Saturday, December 27, 2025

Divine Animals

D
ivine Egypt
 at the Metropolitan is a great exhibition in many respects. Aside from being a visual treat, the show is a good illustration of a bygone relationship between humans and animals which existed in early civilizations.

For the people of Ancient Egypt, the wild animals in their ecosystem – lions, crocodiles, hippos, snakes, scarab beetles, birds of prey – were closely tied to their religious beliefs, rituals, cosmic order, and sense of history. Their gods were strange hybrids of animal heads and human bodies, who supported and communicated with the pharaohs (mostly) but also with the ordinary populace. The divine presence related in equal measure to the world of humans and to the fauna, emphasizing the indelible connection between the two realms. 

Further centuries slowly eroded this relationship to the point of virtually complete separation by the start of the 19th century. The “marginalization of animals”, in the words of John Berger, corresponded to the opening of the first public zoos in European capitals. As animals disappeared from daily life, they became exotic species to be viewed in artificial displays.

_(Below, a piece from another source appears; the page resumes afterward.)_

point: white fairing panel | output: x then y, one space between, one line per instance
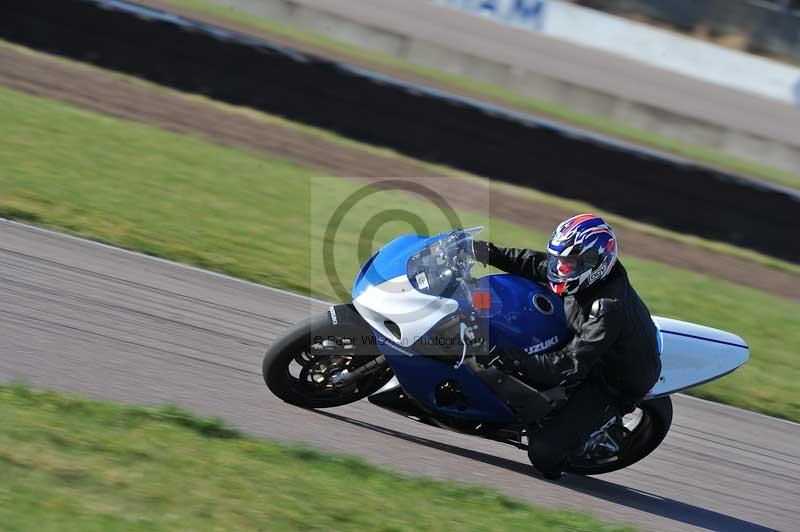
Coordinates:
693 354
396 300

Presently, there are signs of reviving an interspecies environmental consciousness. The writings of Emanuele Coccia, for example, affirm the continuity of all lifeforms, from humans to animals and even to plants, as parts of an interconnected form of life.  Paradigm shift of this kind needs to find support in children’s early education.  Why not start with toys that, like Egyptian divinities, merge nature’s creatures with the most artificial of figurines, the Barbie dolls?